Friday, December 11, 2015

Money Wisdom #390

"As a piece of technology, the clock is a machine that produces uniform seconds, minutes, and hours on an assembly-line pattern. Processed in this way, time is separated from the rhythms of human experience. The mechanical clock, in short, helps to create the image of a numerically quantified and mechanically powered universe. It was in the world of the medieval monasteries, with their need for a rule and for synchronized order to guide communal life, that the clock got started on its modern developments. Time measured not by the uniqueness of private experience but by abstract uniform units gradually pervades all sense life, much as does the technology of writing and printing. Not only work but also eating and sleeping, came to accommodate themselves to the clock rather than to organic needs. As the pattern of arbitrary and uniform measurement of time extended itself across society, even clothing began to undergo annual alteration in a way convenient for industry. At that point, of course, mechanical measurement of time as a principle of applied knowledge joined forces with printing and assembly line as means of uniform fragmentation of processes.
     The most integral and involving time sense imaginable is that expressed in the Chinese and Japanese cultures. Until the coming of the missionaries in the seventeenth century, and the introduction of mechanical clocks, the Chinese and Japanese had for thousands of years measured time by gradations of incense. Not only the hours and days, but the seasons and the zodiacal signs were simultaneously indicated by a succession of carefully ordered scents."
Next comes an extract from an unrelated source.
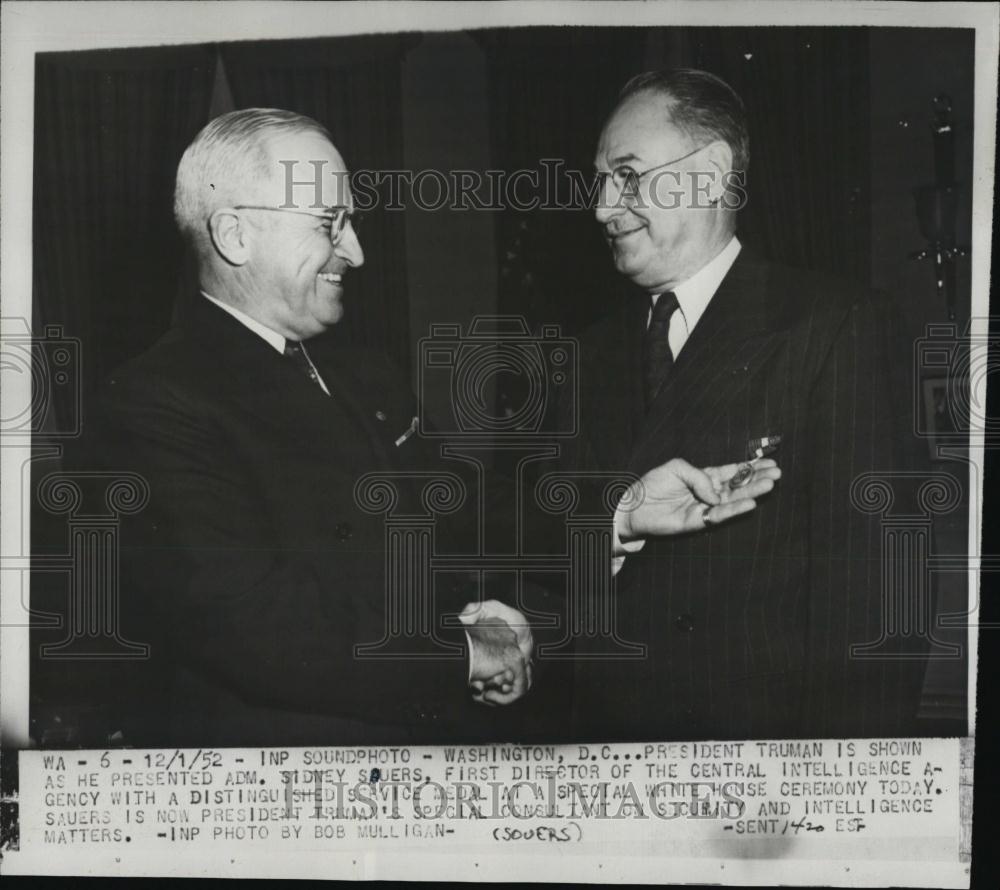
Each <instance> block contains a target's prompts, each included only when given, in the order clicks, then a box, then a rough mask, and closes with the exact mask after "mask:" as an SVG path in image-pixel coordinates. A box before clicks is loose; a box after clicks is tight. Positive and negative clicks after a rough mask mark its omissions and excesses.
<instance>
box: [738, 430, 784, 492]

Marshall McLuhan Understanding Media (1964) p.158


Note: I think it's possible that McLuhan over-emphasizes the measurement of time by smell. I like the idea, but if you read Silvo Bedini's The Scent of Time - a study of the use of fire and incense for time measurement in Oriental countries (link) which was published in 1963 by the journal of the American Philosophical Society, the year before McLuhan's book was published, telling the time by smell seems to be an effect of the technology of measurement, rather than the media of time-telling itself. Interestingly though, it's reported that up until 1924 some Geisha houses measured the 'entertainment time' provided by the use of a burning incense stick (see p.28).